Nickel-titanium archwires (0.014, 0.016, and 0.016 × 0.022 in) were placed for initial alignment and leveling of both arches ( Fig 4 , A ). When the 0.016 × 0.024-in stainless-steel archwire (without extra torque ordered) was placed in both arches, miniscrews (diameter, 1.5 mm; length, 9 mm; Zhongbang Medical Treatment Appliance, Xi’an, China) were inserted on the lingual side of the maxillary posterior segment under local infiltration anesthesia to provide skeletal anchorage.
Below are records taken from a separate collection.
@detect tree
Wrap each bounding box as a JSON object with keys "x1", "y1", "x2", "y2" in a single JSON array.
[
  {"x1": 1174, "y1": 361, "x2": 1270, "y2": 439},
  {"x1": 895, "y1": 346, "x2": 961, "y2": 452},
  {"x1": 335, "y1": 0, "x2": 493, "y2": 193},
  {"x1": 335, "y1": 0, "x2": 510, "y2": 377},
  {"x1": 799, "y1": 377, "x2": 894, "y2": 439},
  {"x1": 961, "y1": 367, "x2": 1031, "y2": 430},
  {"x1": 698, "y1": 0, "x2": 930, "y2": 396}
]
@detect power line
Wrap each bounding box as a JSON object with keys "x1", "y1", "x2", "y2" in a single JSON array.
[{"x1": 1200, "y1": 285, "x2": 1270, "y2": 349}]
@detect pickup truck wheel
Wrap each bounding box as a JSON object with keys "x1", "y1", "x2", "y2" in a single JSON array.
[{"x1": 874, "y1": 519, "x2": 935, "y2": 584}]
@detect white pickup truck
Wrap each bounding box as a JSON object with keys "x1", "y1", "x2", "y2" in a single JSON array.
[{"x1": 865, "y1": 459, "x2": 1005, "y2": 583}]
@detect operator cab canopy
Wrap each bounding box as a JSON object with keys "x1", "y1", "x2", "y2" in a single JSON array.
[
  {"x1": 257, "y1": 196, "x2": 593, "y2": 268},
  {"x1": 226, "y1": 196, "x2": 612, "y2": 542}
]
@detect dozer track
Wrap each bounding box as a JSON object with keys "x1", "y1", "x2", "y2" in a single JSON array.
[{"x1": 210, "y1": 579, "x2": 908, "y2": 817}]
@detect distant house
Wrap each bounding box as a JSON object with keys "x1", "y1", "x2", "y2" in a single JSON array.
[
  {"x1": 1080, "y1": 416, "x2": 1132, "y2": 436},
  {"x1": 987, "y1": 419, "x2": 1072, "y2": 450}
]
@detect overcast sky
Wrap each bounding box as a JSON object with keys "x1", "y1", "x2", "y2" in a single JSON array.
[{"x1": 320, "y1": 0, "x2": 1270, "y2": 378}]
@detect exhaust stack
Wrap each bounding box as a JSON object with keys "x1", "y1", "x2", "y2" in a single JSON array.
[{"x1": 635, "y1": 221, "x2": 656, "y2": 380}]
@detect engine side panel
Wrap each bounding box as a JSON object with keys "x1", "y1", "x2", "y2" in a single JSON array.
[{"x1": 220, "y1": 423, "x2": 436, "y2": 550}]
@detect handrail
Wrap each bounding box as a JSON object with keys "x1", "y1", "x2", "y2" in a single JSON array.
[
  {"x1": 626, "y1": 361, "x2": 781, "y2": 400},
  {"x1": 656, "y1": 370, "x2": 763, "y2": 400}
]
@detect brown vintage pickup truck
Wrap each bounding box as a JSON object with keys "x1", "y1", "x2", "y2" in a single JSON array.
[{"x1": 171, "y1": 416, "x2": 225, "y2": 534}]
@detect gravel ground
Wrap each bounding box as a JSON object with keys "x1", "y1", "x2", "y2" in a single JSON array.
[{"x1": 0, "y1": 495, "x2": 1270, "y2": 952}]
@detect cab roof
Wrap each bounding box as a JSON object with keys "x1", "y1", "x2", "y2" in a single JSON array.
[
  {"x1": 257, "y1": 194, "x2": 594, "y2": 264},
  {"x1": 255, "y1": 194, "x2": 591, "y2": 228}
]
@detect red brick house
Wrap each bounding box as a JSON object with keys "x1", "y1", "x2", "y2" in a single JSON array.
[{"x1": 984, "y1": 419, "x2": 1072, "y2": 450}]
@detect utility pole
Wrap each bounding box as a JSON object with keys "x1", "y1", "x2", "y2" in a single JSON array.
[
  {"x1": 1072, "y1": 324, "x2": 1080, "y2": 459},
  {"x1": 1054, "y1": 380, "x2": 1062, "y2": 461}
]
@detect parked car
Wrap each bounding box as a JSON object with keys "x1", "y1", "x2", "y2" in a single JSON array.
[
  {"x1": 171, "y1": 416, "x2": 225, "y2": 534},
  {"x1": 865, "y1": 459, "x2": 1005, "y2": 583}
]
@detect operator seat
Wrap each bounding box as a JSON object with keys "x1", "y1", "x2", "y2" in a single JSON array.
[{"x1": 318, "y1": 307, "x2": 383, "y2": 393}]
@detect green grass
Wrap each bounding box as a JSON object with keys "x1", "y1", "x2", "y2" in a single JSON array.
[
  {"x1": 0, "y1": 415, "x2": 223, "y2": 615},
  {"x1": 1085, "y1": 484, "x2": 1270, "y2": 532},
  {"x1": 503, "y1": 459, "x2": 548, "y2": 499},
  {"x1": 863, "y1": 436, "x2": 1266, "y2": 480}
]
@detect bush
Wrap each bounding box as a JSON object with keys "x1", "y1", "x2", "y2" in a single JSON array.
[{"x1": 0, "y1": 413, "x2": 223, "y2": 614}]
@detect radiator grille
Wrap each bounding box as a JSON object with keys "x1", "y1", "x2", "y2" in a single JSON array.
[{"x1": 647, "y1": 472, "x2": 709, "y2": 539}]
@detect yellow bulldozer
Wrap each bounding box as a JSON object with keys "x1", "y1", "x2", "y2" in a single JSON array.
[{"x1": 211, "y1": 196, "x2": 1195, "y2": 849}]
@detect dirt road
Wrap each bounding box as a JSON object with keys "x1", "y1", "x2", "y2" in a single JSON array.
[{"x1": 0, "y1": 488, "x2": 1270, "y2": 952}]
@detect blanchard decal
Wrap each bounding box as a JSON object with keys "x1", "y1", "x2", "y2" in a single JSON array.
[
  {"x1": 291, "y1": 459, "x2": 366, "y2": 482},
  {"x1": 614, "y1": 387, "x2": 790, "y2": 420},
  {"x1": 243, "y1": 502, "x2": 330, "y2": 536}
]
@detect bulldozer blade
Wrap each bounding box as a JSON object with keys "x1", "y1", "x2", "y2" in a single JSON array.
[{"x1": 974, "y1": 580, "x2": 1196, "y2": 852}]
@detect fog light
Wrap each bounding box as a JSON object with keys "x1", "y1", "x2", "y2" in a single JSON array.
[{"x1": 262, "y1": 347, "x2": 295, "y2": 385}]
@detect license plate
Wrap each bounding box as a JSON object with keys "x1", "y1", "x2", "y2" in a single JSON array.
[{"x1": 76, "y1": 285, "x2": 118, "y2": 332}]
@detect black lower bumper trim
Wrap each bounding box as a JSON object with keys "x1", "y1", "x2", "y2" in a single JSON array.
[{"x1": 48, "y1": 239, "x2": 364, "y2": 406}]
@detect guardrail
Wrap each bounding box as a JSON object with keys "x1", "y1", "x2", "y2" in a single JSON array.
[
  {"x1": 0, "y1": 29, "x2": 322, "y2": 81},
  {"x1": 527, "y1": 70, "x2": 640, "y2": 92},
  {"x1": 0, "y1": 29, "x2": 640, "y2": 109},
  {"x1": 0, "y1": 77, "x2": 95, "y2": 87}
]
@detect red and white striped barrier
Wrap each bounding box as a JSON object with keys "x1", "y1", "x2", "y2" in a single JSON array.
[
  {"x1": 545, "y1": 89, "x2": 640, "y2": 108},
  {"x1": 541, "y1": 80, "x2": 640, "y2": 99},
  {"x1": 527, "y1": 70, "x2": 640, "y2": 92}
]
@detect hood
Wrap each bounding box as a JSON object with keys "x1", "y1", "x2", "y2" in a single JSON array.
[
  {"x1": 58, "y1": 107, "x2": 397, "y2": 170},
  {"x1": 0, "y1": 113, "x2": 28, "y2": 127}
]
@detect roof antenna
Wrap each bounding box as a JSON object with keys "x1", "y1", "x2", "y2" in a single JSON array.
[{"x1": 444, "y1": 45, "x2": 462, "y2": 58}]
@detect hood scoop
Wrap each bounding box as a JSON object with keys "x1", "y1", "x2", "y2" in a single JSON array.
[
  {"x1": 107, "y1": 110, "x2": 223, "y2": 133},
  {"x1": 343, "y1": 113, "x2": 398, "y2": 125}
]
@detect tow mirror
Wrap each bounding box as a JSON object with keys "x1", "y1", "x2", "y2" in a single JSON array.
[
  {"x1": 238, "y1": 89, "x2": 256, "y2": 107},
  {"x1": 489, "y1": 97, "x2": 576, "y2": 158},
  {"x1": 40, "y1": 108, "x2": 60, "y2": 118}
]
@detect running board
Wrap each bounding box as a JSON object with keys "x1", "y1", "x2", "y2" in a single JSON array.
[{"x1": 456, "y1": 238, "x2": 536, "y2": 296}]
Classic sliding mechanics with a 0.016 × 0.024-in stainless-steel archwire were used to close the spaces in both arches ( Fig 4 , B ). The anterior teeth were moved together with a straight archwire guided by the posterior brackets and tubes. All tiebacks in the maxillary arch were placed on the miniscrews to close the extraction spaces ( Fig 5 , A ), or the maxillary first molars were rigidly ligated to the miniscrews to prevent mesial movement and extrusion of the molars ( Fig 5 , B ). Class II elastics extending from the buccal buttons of the mandibular second molars to the gingival hooks of the maxillary canines were placed to adjust the molar and canine relationships. After the space-closing stage, final detailing was achieved with 0.0182 × 0.0182-in beta-titanium wires ( Fig 6 ). This full-sized wire provided good torque delivery and second-order expression. We achieved excellent intercuspation and occlusal relationship. The overall active treatment lasted 35 months. At the end of active treatment, the miniscrews were removed. After debonding of the lingual brackets, complete records were taken for treatment assessment ( Figs 7-10 ). Full-time wear of vacuum-formed retainers was suggested.